Манера Гийома обуваться поддерживала скрытую войну между ним и его супругой. Тремэн всегда ненавидел ансамбль, состоящий из коротких штанов, шелковых чулок и туфель с пряжками. В тон своих костюмов он заказывал из кожи или замши сапоги выше колен, мягкие, как перчаточная кожа, что было, по его словам, элегантнее и удобнее. Английская мода, которая некоторое время тому назад произвела фурор во Франции, отчасти подтверждала его правоту, и хотя он по-прежнему ненавидел Альбион, но с удовольствием принимал одежду, которая больше соответствовала его пристрастию к строгости и непринужденности. Он начал весело смеяться, что удивило его жену: какова была причина этой радости?

— Я не снимал сапог, но танцевал! — ответил он. — Надо же было открыть бал с госпожой де Вомартэн. Успокойтесь, ни у нее, ни у пальцев ее ног не было повода жаловаться. Я, наверное, совершенствуюсь…

— Кстати! Вы никогда мне не описывали эту госпожу де Вомартэн? Какая она?

— Достаточно красивая, чтобы нравиться своему супругу, но недостаточно, чтобы соблазнить меня. Вы успокоились? А теперь извините меня! Я хотел бы избавиться от пыли, поцеловать дочь и отдохнуть немного перед ужином…

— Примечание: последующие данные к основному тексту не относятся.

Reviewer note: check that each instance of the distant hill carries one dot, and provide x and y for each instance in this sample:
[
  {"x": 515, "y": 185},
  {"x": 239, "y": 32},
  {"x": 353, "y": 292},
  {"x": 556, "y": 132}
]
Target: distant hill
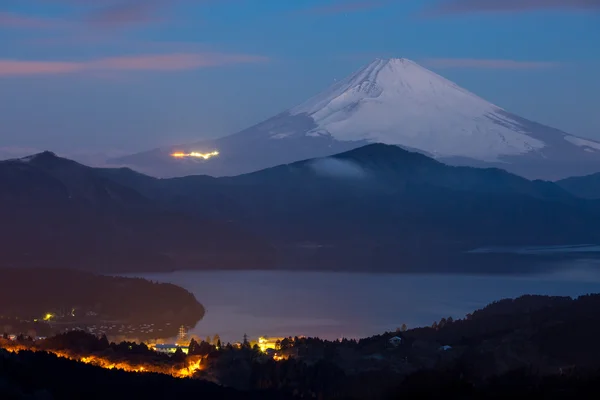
[
  {"x": 392, "y": 101},
  {"x": 58, "y": 213},
  {"x": 583, "y": 186},
  {"x": 380, "y": 205}
]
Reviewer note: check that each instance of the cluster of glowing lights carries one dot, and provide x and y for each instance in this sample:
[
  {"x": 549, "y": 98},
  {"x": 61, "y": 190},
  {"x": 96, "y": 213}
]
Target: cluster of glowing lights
[
  {"x": 192, "y": 366},
  {"x": 195, "y": 154}
]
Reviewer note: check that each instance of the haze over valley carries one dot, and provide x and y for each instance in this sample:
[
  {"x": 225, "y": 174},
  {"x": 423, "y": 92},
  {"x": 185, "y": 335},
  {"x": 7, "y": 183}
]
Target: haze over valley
[{"x": 317, "y": 199}]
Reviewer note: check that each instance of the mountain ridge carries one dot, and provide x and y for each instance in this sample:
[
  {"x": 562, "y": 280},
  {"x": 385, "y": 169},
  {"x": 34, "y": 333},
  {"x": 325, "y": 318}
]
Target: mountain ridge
[{"x": 391, "y": 101}]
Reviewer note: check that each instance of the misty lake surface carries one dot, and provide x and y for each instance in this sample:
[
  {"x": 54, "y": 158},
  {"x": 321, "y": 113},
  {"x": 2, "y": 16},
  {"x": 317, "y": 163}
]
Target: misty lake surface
[{"x": 333, "y": 305}]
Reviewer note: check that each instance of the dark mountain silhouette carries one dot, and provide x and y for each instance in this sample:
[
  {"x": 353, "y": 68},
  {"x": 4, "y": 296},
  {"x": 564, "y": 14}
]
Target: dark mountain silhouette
[
  {"x": 379, "y": 205},
  {"x": 56, "y": 212},
  {"x": 583, "y": 186}
]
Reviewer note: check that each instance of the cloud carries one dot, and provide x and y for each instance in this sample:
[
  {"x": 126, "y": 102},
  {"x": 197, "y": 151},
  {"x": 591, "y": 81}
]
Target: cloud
[
  {"x": 488, "y": 63},
  {"x": 14, "y": 20},
  {"x": 125, "y": 13},
  {"x": 472, "y": 6},
  {"x": 153, "y": 62},
  {"x": 9, "y": 152},
  {"x": 336, "y": 168},
  {"x": 15, "y": 67},
  {"x": 345, "y": 7}
]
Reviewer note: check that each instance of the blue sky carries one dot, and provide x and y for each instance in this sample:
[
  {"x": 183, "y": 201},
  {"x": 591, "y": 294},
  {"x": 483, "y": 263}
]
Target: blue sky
[{"x": 118, "y": 76}]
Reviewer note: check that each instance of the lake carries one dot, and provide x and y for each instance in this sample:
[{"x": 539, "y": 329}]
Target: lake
[{"x": 333, "y": 305}]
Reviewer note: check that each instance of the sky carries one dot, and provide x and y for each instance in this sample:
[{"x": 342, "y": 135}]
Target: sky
[{"x": 112, "y": 77}]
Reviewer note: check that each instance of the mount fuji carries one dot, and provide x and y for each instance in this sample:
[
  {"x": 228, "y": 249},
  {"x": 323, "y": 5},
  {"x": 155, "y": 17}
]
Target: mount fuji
[{"x": 390, "y": 101}]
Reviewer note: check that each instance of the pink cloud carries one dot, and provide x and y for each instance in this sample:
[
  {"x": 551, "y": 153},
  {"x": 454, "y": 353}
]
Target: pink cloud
[
  {"x": 346, "y": 7},
  {"x": 467, "y": 6},
  {"x": 13, "y": 20},
  {"x": 488, "y": 63},
  {"x": 155, "y": 62}
]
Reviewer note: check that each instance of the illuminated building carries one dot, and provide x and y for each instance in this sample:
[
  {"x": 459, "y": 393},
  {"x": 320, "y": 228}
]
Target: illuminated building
[
  {"x": 195, "y": 154},
  {"x": 269, "y": 343},
  {"x": 170, "y": 348}
]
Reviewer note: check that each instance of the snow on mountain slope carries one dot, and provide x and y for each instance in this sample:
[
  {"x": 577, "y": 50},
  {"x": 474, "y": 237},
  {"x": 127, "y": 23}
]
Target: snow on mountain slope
[
  {"x": 399, "y": 102},
  {"x": 391, "y": 101}
]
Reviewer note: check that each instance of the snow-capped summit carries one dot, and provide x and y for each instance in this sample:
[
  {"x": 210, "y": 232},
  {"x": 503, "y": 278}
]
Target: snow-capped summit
[
  {"x": 396, "y": 101},
  {"x": 391, "y": 101}
]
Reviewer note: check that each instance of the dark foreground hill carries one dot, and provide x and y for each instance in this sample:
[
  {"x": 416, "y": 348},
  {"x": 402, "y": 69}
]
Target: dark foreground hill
[
  {"x": 43, "y": 376},
  {"x": 381, "y": 207},
  {"x": 583, "y": 186},
  {"x": 529, "y": 347},
  {"x": 58, "y": 213},
  {"x": 376, "y": 207}
]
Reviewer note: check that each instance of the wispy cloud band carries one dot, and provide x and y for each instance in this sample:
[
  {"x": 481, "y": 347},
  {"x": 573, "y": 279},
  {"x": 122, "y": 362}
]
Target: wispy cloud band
[
  {"x": 487, "y": 63},
  {"x": 155, "y": 62},
  {"x": 342, "y": 7},
  {"x": 479, "y": 6},
  {"x": 18, "y": 21}
]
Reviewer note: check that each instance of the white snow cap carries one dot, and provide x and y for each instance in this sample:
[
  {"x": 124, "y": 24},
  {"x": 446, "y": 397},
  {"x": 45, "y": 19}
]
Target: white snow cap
[{"x": 396, "y": 101}]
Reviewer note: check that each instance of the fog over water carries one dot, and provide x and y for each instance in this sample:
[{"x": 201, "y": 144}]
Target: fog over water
[{"x": 333, "y": 305}]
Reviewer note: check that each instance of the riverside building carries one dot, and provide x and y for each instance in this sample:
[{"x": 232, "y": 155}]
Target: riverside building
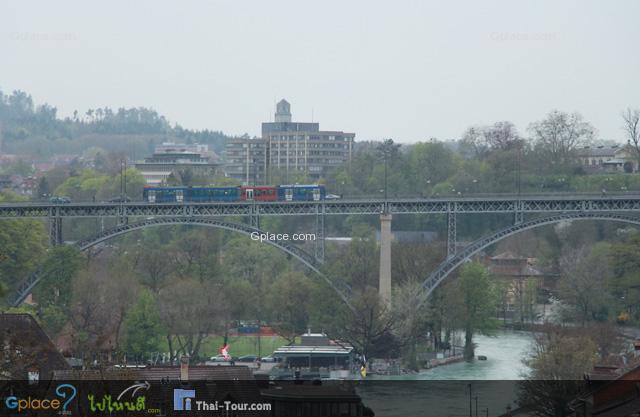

Он рывком поднялся, ничем не выдавая своей крайней усталости, снова наклонился, чтобы поцеловать жену в нос, и исчез за дверьми салона. В этот вечер Агнес, преображенная смутным предчувствием, очень красиво оделась к ужину, попросив предварительно Клеманс добавить к меню ужина омлет с трюфелями, который так безумно любил муж.

Вечер был прелестным. В платье из шелка в ярко-желтую полоску, смелое декольте которого было едва прикрыто — и с каким искусным притворством! — легкой гирляндой из зеленых и золотистых листьев, похожей на ту, что скользила в густых темных волосах, Агнес была донельзя соблазнительной, и Гийом сделал ей искренний комплимент. Однако, когда на пороге своей комнаты молодая женщина подставила мужу губы для поцелуя, он едва коснулся их.

— Разве так меня нужно поцеловать после столь долгого отсутствия? — мягко упрекнула она, положив руки на грудь Гийома, который взял их в свои, чтобы поцеловать ладони.

— Именно так целует изнуренный мужчина, которому крайне необходима ночь сна. Извините меня!.. Кроме того, напоминаю вам, что вы должны беречь себя. Разве вы не говорили мне две недели назад, что нуждаетесь еще в нескольких месяцах целомудрия?

— А вы стараетесь меня за это наказать? Забудьте эту осторожность, возможно чрезмерную, мой дорогой!..

— Ни в коем случае! Это я… слишком поторопился. Зная, что вы вынесли, я понял, что должен быть более благоразумным…

— А если я не хочу быть больше благоразумной?

— Было бы жестоко вынуждать меня быть им за двоих… Спите спокойно, мой ангел!

Она не сомкнула глаз. Чтобы неутомимый, неодолимый Тремэн почувствовал вдруг необходимость в «ночи сна» после каких-то двадцати пяти лье верхом, вот что было новым! И немного тревожным. Тем не менее молодая женщина успокоила себя мыслью, что он продолжал сердиться на нее, не желая того признавать, за отказ, после которого он бежал в Гранвиль. Самым простым было, несомненно, продолжать свою затею с обольщением, чтобы посмотреть, сколько времени он продержится…

Он продержался до Рождества. К сожалению, у Агнес не было ни малейшего основания гордиться победой. Это отнюдь не была капитуляция! В этот день Тремэн имел обыкновение собирать за столом всех своих друзей из Сен-Васт-ла-Уга и Ридовиля. Это был веселый праздник, без протокола, гораздо более похожий на крестьянские увеселения, чем на светские празднества, устраиваемые в духе Версаля в Валони, где большинство владельцев окрестных замков зябко пережидало плохое время года в своих особняках. Тем не менее кухарка Клеманс Белек была приглашена, чтобы проявить весь свой талант, как если бы речь шла о приеме губернатора Нормандии. Подавалось много напитков, и гости не довольствовались только лишь сидром. Пробки от шампанского хлопали так же бойко, как и пробки от сидра, перевязанные латунной проволокой. Застолье переросло в веселую пирушку, впрочем, вполне приличную, но совершенно не нравившуюся хозяйке дома.